Friday, February 21, 2014

Henry Miller on Writing

I've written about Henry Miller's writing process before, recommending against it. It seems that Miller himself came to understand my critique of the strategy of complete surrender to the muse. The other day, tracing a quote in Deleuze and Guattari's Anti-Oedipus back to the source, I came across this passage:

I was so in love with the idea of being a writer that I could scarcely write. The amount of physical energy I possessed was unbelievable. I wore myself out in preparation. It was impossible for me to sit down quietly and just turn on the flow; I was dancing inside. I wanted to describe the world I knew and be in it at the same time. It never occurred to me that with just two or three hours of steady work a day I could write the thickest book imaginable. It was my belief then that if a man sat down to write he should remain glued to his seat for eight or ten hours at a stretch. One ought to write and write until he dropped from exhaustion. That was how I imagined writers went about their task. (Henry Miller on Writing, p. 36, my emphasis)

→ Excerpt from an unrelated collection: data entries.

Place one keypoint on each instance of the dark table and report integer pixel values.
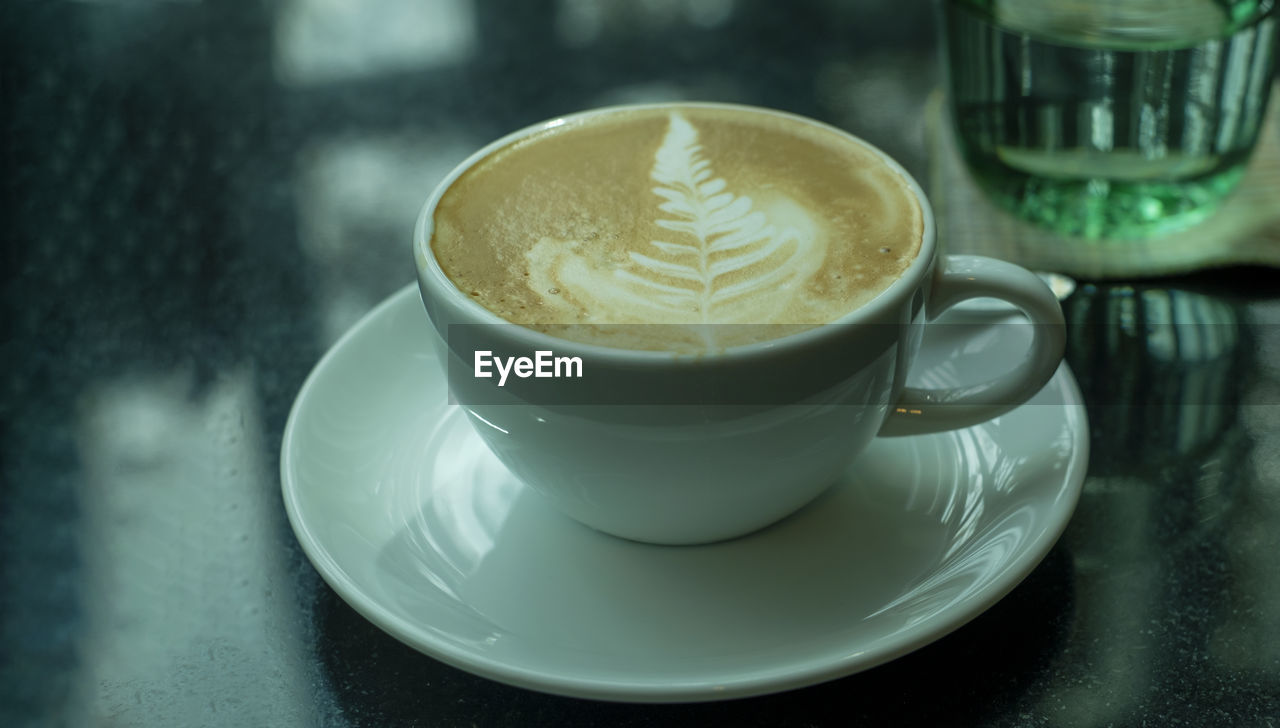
(200, 197)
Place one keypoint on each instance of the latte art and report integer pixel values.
(685, 219)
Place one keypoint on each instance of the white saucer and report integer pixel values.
(410, 520)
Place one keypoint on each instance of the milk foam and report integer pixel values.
(688, 218)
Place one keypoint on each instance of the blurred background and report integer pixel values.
(202, 195)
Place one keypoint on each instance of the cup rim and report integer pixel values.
(432, 275)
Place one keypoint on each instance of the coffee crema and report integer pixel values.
(677, 228)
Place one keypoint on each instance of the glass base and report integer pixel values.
(1100, 207)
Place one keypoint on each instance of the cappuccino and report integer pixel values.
(653, 228)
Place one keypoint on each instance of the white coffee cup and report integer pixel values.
(635, 449)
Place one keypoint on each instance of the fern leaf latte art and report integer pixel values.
(652, 228)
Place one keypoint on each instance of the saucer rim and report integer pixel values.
(790, 676)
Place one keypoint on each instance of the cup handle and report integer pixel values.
(959, 278)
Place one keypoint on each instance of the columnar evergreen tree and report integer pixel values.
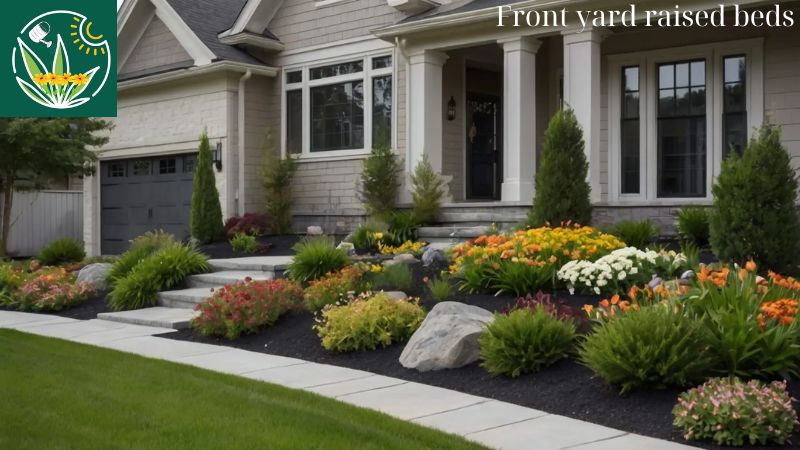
(205, 222)
(754, 214)
(562, 192)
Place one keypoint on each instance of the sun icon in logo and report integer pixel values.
(53, 74)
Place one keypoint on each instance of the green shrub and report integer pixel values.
(396, 276)
(246, 307)
(640, 234)
(427, 191)
(562, 192)
(652, 347)
(205, 221)
(728, 411)
(380, 183)
(754, 214)
(141, 247)
(61, 251)
(277, 174)
(525, 341)
(244, 243)
(367, 322)
(693, 226)
(164, 270)
(315, 257)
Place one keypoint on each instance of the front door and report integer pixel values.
(484, 149)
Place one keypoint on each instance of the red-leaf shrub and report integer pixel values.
(252, 224)
(246, 306)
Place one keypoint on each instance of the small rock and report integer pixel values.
(95, 274)
(447, 338)
(434, 258)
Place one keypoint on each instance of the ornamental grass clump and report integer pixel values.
(368, 321)
(526, 261)
(728, 411)
(246, 307)
(649, 347)
(525, 341)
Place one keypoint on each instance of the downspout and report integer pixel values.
(240, 197)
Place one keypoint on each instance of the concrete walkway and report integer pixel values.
(493, 423)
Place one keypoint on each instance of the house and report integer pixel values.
(329, 79)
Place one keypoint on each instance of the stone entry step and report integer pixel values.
(158, 316)
(214, 279)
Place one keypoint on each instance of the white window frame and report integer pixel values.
(366, 76)
(648, 62)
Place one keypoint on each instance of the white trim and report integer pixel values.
(647, 62)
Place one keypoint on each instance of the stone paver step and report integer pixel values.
(274, 264)
(185, 298)
(214, 279)
(158, 316)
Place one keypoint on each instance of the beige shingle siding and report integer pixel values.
(157, 47)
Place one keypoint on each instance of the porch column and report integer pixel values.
(519, 118)
(425, 112)
(582, 94)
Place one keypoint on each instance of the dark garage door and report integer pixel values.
(144, 194)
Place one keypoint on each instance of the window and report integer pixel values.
(629, 131)
(339, 108)
(681, 131)
(734, 105)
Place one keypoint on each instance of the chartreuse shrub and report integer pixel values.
(163, 270)
(562, 192)
(729, 411)
(427, 191)
(61, 251)
(205, 221)
(693, 226)
(367, 322)
(314, 258)
(525, 341)
(754, 214)
(141, 247)
(649, 347)
(246, 307)
(636, 233)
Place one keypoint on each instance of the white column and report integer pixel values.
(582, 94)
(519, 118)
(425, 112)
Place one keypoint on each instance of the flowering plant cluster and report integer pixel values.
(526, 261)
(621, 269)
(52, 289)
(245, 307)
(732, 412)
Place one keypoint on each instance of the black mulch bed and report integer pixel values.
(567, 388)
(279, 245)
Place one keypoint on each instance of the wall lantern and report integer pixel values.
(216, 156)
(451, 109)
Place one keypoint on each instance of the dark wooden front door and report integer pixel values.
(484, 148)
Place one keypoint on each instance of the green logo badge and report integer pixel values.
(63, 61)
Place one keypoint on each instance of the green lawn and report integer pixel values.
(56, 394)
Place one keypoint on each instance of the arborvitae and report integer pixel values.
(562, 192)
(206, 218)
(754, 214)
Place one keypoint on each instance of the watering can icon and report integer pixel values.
(39, 32)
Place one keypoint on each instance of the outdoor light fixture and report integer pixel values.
(216, 156)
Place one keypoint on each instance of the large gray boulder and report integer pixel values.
(95, 274)
(447, 338)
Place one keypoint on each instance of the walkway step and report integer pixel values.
(185, 298)
(275, 265)
(214, 279)
(158, 316)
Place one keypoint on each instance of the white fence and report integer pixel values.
(39, 218)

He goes on to cite Blaise Cendrars as an example ("Two hours a day, before dawn, and the rest of the day to oneself,"), as well as Rémy de Gourmont, who applied the same strategy to his reading. It suggests the kind of order I wish on all scholars, at least for certain periods of time: three hours of disciplined writing in the morning, three hours of disciplined reading in the afternoon. Then, good food and good company and a few diversions in the evening. Repeat. But never, in any case, those exhausting days of trying to do everything.

"I had no order, no discipline, no set goal," Miller says. "I was completely at the mercy of my impulses, my whims, my desires." He says that this caused him to "overlook the vast reservoir of material I had accumulated during the years", wanting to write instead about "the immediate … something fresh." I know scholars who make the same mistake.